In fact, it looks completely dark inside. The neon light next to the back door is off too.

“You supposed to be open tonight?” I ask.

“No. I mean, we used to be, but Wednesdays are bingo night and Earl and Pearl don’t even come in, so it seemed like a waste to just stay open for a random passerby.”

The fact that they’re not open because the old couple is playing bingo might be the saddest thing I’ve ever heard, but I’m not about to tell Ripley that.

She tugs at the door handle again and struggles to pull it open.

“Hold on, sugar. I’ll get you out.”

I turn off the engine and slide out of the car, planning to come around and get her door. She’s still fumbling with the old-school buckle when I open the door.

“Here, let me.” I brush away her hands and unhook the latch. For the first time since we left the White Horse, I take a second to appreciate her curvy legs tucked into red tooled-leather boots, and the short black skirt peeking out from beneath the hem of my T-shirt.

I try to picture what she was wearing at the bar before her shirt was torn. It was red with a deep vee cut down the front. With that skirt and boots and her curves . . . damn.

I don’t mean to say the words out loud, but they come anyway. “I can see why you attracted so much attention tonight.”





20





Ripley





“I can see why you attracted so much attention tonight.”

Such a man thing to say, and one that puts me on guard immediately.

“I can wear whatever I want. It doesn’t mean it’s some sort of invitation to be pawed at.”

Boone’s big tattooed hands—hands that made incredible sounds tonight with a guitar—pull the seat belt away and I bolt out of the car, stumbling into his naked chest, nearly sending both of us sprawling. His arms wrap around me, pulling me against his blazing-hot body, keeping us both steady and upright.

Oh, sweet Jesus.

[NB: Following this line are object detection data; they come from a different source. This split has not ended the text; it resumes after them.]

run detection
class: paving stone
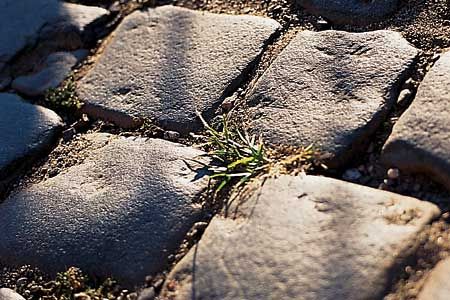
[12,49,89,96]
[297,0,398,25]
[0,288,25,300]
[0,134,208,286]
[78,6,280,133]
[248,31,418,167]
[0,0,108,63]
[417,259,450,300]
[0,93,62,193]
[162,176,439,300]
[382,52,450,189]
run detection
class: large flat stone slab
[248,31,418,167]
[78,6,280,133]
[417,259,450,300]
[0,134,208,286]
[382,52,450,189]
[0,93,62,193]
[297,0,399,25]
[162,176,439,300]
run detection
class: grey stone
[0,134,208,287]
[382,52,450,189]
[0,288,25,300]
[162,176,439,300]
[417,258,450,300]
[0,0,108,63]
[78,6,280,133]
[297,0,398,25]
[0,93,62,193]
[248,31,418,167]
[12,49,89,96]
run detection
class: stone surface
[417,259,450,300]
[382,52,450,189]
[248,31,418,167]
[297,0,398,25]
[0,134,212,286]
[0,0,108,63]
[12,49,89,96]
[0,288,25,300]
[79,6,279,133]
[162,176,439,300]
[0,93,62,193]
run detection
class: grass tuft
[45,75,82,112]
[197,113,327,193]
[197,113,270,192]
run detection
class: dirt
[0,0,450,300]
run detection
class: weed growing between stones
[198,113,327,193]
[0,266,124,300]
[45,75,82,113]
[198,113,270,192]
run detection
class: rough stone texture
[248,31,418,167]
[382,52,450,189]
[417,259,450,300]
[0,134,208,286]
[297,0,398,25]
[12,49,88,96]
[0,288,25,300]
[162,176,439,300]
[0,93,62,193]
[0,0,108,63]
[79,6,279,133]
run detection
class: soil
[0,0,450,300]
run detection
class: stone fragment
[297,0,398,25]
[12,49,88,96]
[162,176,439,300]
[417,259,450,300]
[0,93,62,193]
[78,6,280,133]
[0,288,25,300]
[0,134,208,287]
[382,52,450,189]
[248,31,418,167]
[0,0,108,63]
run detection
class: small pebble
[137,287,156,300]
[387,169,400,180]
[74,293,91,300]
[342,169,362,181]
[397,89,413,105]
[0,288,25,300]
[378,182,389,191]
[164,131,180,142]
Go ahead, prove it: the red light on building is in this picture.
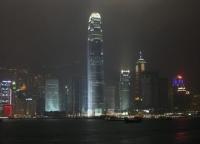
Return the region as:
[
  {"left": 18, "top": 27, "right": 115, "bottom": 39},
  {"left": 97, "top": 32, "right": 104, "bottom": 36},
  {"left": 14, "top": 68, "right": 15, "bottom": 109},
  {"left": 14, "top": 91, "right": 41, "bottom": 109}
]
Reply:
[{"left": 3, "top": 104, "right": 13, "bottom": 117}]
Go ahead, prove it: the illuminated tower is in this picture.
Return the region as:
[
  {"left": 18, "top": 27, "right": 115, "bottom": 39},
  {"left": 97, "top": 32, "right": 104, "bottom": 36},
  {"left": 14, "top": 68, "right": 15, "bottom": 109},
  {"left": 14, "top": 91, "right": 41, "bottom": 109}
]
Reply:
[
  {"left": 45, "top": 79, "right": 60, "bottom": 112},
  {"left": 133, "top": 51, "right": 146, "bottom": 109},
  {"left": 172, "top": 75, "right": 190, "bottom": 112},
  {"left": 119, "top": 70, "right": 131, "bottom": 112},
  {"left": 87, "top": 12, "right": 104, "bottom": 116}
]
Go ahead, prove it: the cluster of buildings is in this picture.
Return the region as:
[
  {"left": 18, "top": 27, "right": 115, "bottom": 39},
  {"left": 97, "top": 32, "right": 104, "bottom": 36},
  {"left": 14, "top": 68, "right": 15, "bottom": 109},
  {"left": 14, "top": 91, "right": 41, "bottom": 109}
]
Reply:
[{"left": 0, "top": 13, "right": 200, "bottom": 117}]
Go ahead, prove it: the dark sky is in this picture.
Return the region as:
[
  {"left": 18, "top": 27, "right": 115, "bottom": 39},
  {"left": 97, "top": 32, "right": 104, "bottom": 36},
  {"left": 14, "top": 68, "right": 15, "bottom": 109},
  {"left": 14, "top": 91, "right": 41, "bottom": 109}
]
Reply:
[{"left": 0, "top": 0, "right": 200, "bottom": 92}]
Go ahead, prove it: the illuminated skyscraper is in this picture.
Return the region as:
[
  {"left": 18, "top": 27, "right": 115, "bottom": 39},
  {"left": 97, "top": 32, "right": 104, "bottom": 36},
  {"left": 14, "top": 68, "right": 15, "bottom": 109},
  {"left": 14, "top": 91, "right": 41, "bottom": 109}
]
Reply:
[
  {"left": 119, "top": 70, "right": 131, "bottom": 112},
  {"left": 172, "top": 75, "right": 190, "bottom": 111},
  {"left": 45, "top": 79, "right": 60, "bottom": 112},
  {"left": 133, "top": 51, "right": 146, "bottom": 109},
  {"left": 87, "top": 12, "right": 104, "bottom": 116}
]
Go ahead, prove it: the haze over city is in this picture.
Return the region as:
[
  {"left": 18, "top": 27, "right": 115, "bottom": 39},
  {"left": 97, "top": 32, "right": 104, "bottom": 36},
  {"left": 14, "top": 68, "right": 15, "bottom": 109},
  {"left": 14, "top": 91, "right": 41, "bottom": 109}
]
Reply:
[{"left": 0, "top": 0, "right": 200, "bottom": 92}]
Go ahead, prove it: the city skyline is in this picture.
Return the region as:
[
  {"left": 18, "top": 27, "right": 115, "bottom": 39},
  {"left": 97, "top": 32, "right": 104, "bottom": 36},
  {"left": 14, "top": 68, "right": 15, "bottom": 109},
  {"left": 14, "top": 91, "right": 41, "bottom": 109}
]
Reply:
[{"left": 0, "top": 0, "right": 200, "bottom": 92}]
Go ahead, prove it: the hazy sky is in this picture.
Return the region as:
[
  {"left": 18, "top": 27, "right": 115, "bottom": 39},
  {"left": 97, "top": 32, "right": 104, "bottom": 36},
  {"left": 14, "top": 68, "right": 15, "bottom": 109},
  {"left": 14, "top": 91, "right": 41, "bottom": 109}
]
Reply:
[{"left": 0, "top": 0, "right": 200, "bottom": 90}]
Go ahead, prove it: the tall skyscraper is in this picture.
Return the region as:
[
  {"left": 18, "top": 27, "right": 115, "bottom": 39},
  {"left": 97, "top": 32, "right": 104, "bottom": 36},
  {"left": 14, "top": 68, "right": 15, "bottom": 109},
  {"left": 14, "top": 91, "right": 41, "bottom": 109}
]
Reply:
[
  {"left": 133, "top": 51, "right": 146, "bottom": 109},
  {"left": 172, "top": 75, "right": 190, "bottom": 112},
  {"left": 119, "top": 70, "right": 131, "bottom": 112},
  {"left": 87, "top": 12, "right": 104, "bottom": 116},
  {"left": 45, "top": 79, "right": 60, "bottom": 112}
]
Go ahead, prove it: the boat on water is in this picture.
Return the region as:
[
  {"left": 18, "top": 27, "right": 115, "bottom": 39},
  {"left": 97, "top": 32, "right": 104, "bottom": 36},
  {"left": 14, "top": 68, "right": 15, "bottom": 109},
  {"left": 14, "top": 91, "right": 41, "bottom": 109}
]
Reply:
[{"left": 124, "top": 116, "right": 143, "bottom": 123}]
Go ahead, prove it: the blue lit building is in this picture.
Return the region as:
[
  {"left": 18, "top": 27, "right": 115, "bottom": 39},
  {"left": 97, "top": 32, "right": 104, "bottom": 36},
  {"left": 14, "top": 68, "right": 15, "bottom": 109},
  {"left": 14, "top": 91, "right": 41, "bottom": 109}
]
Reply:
[
  {"left": 133, "top": 51, "right": 146, "bottom": 109},
  {"left": 45, "top": 79, "right": 60, "bottom": 112},
  {"left": 87, "top": 13, "right": 104, "bottom": 116},
  {"left": 119, "top": 70, "right": 131, "bottom": 112}
]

I’m touching Boone Thrasher’s naked chest. I hate that I’m freaking out over this, but I tell myself that it wouldn’t matter whose chest it was because holy crap, this guy is rock solid.

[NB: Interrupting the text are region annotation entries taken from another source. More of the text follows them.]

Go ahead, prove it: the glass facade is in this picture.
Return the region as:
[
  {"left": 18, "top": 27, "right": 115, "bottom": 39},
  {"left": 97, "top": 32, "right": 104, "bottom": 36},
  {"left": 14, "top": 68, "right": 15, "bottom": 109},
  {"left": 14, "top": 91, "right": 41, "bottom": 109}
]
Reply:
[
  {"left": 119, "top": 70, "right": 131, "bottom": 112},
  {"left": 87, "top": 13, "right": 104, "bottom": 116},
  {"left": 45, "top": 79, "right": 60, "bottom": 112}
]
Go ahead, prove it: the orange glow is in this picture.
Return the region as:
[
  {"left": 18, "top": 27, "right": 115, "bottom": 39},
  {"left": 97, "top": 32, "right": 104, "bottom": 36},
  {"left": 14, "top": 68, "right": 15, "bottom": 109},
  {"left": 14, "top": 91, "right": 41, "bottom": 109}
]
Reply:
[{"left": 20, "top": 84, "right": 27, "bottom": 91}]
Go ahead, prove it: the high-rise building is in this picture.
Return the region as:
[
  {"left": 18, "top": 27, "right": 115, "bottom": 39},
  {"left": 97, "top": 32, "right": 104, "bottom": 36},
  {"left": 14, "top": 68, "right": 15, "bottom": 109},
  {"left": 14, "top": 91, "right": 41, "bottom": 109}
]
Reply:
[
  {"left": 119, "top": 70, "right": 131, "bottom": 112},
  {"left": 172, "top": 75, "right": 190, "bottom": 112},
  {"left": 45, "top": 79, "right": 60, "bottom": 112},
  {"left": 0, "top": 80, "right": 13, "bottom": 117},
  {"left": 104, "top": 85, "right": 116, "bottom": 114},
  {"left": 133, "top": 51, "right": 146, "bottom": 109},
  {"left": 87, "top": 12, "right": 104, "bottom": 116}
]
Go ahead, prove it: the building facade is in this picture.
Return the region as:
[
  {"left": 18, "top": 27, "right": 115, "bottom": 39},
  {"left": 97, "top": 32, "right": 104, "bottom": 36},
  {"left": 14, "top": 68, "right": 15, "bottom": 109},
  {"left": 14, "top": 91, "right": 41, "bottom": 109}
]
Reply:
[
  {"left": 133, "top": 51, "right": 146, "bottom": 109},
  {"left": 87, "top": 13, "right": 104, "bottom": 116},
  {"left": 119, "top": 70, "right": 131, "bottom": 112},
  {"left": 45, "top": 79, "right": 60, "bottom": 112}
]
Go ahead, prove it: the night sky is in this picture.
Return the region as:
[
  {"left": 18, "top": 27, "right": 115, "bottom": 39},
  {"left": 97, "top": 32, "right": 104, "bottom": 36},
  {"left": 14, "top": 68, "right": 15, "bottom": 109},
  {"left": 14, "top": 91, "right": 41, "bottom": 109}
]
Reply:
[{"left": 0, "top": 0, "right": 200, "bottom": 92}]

“Whoa, sugar. I wasn’t trying to piss you off, but it seems like I’m damn good at that anyway.”

Both of my palms are pressed flat against his skin, and in my drunken state, my tongue is way too loose.

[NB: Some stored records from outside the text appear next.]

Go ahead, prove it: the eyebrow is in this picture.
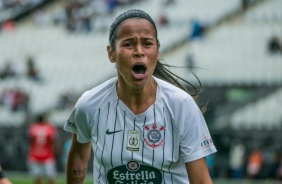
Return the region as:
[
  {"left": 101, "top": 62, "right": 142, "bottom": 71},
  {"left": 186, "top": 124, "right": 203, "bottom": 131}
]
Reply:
[{"left": 122, "top": 37, "right": 154, "bottom": 42}]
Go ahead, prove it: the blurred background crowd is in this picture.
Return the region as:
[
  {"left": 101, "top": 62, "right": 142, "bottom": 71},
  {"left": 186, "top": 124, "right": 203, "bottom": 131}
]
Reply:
[{"left": 0, "top": 0, "right": 282, "bottom": 180}]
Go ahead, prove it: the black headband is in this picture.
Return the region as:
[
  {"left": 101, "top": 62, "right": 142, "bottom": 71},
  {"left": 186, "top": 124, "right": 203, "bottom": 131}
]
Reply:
[{"left": 109, "top": 9, "right": 157, "bottom": 41}]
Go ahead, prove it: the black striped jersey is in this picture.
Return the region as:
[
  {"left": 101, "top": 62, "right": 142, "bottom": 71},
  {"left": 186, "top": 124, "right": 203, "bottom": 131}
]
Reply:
[{"left": 64, "top": 77, "right": 216, "bottom": 184}]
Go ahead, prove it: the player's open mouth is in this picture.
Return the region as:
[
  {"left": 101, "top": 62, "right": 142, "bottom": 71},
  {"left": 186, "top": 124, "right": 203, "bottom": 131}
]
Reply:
[{"left": 131, "top": 64, "right": 147, "bottom": 79}]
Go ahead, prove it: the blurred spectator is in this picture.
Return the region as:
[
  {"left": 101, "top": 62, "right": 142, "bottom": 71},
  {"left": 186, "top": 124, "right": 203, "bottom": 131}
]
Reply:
[
  {"left": 269, "top": 151, "right": 282, "bottom": 182},
  {"left": 0, "top": 60, "right": 18, "bottom": 79},
  {"left": 0, "top": 88, "right": 29, "bottom": 111},
  {"left": 27, "top": 114, "right": 57, "bottom": 184},
  {"left": 26, "top": 56, "right": 40, "bottom": 81},
  {"left": 163, "top": 0, "right": 175, "bottom": 6},
  {"left": 186, "top": 53, "right": 195, "bottom": 70},
  {"left": 247, "top": 148, "right": 263, "bottom": 179},
  {"left": 189, "top": 19, "right": 205, "bottom": 39},
  {"left": 229, "top": 139, "right": 245, "bottom": 179},
  {"left": 57, "top": 91, "right": 76, "bottom": 110},
  {"left": 0, "top": 164, "right": 12, "bottom": 184},
  {"left": 268, "top": 36, "right": 282, "bottom": 54}
]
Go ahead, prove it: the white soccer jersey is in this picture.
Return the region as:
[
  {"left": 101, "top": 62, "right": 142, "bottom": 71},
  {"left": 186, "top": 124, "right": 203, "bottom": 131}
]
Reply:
[{"left": 64, "top": 77, "right": 216, "bottom": 184}]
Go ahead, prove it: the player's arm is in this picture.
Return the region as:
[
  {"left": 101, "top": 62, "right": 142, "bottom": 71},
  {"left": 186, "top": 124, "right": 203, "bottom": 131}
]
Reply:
[
  {"left": 66, "top": 134, "right": 91, "bottom": 184},
  {"left": 185, "top": 157, "right": 212, "bottom": 184}
]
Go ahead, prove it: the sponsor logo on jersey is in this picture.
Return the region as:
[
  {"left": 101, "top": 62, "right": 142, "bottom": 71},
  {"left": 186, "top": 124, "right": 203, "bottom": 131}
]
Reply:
[
  {"left": 107, "top": 161, "right": 162, "bottom": 184},
  {"left": 201, "top": 137, "right": 213, "bottom": 148},
  {"left": 144, "top": 123, "right": 164, "bottom": 148},
  {"left": 126, "top": 130, "right": 140, "bottom": 151}
]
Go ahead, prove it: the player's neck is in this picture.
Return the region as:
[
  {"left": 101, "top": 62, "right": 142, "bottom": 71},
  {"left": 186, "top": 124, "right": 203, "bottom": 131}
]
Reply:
[{"left": 117, "top": 81, "right": 157, "bottom": 114}]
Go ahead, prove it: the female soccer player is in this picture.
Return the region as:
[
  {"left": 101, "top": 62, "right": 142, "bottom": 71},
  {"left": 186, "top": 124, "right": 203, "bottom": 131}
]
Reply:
[{"left": 64, "top": 9, "right": 216, "bottom": 184}]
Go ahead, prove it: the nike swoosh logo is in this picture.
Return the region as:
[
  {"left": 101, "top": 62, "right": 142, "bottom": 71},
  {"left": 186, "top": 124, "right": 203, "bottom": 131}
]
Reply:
[{"left": 106, "top": 129, "right": 122, "bottom": 135}]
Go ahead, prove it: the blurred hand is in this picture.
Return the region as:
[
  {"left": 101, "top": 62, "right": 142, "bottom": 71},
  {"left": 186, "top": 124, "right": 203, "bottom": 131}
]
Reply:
[{"left": 0, "top": 178, "right": 12, "bottom": 184}]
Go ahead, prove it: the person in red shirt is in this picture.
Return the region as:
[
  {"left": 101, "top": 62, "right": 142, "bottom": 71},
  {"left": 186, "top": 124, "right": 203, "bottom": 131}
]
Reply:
[{"left": 27, "top": 114, "right": 57, "bottom": 184}]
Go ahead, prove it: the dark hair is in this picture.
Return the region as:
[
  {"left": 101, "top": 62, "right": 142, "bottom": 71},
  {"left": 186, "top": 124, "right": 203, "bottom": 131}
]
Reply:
[
  {"left": 109, "top": 9, "right": 160, "bottom": 51},
  {"left": 109, "top": 9, "right": 206, "bottom": 112}
]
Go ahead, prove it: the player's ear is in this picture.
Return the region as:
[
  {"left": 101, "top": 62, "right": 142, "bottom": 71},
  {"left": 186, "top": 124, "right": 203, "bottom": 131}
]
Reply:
[{"left": 107, "top": 45, "right": 115, "bottom": 63}]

“Jesus, you’re built like a beast.”

“No more than you’re built like a bombshell.”

I feel his husky response in all the places I shouldn’t. My nipples harden into deceitful little points, and I’m not even going to give credence to what’s happening elsewhere in my body.

I want to hate him. Everything about him. He shouldn’t make me want to climb him like a mountain to plant a flag at the top saying Ripley was here. No way. No how.

But my body doesn’t get the memo.

Shoving against his chest, I step back, out of the warm circle of his arms. When I spin toward the door, my legs get tangled up and I stumble forward again.

“Shit, girl. How much did you have to drink?”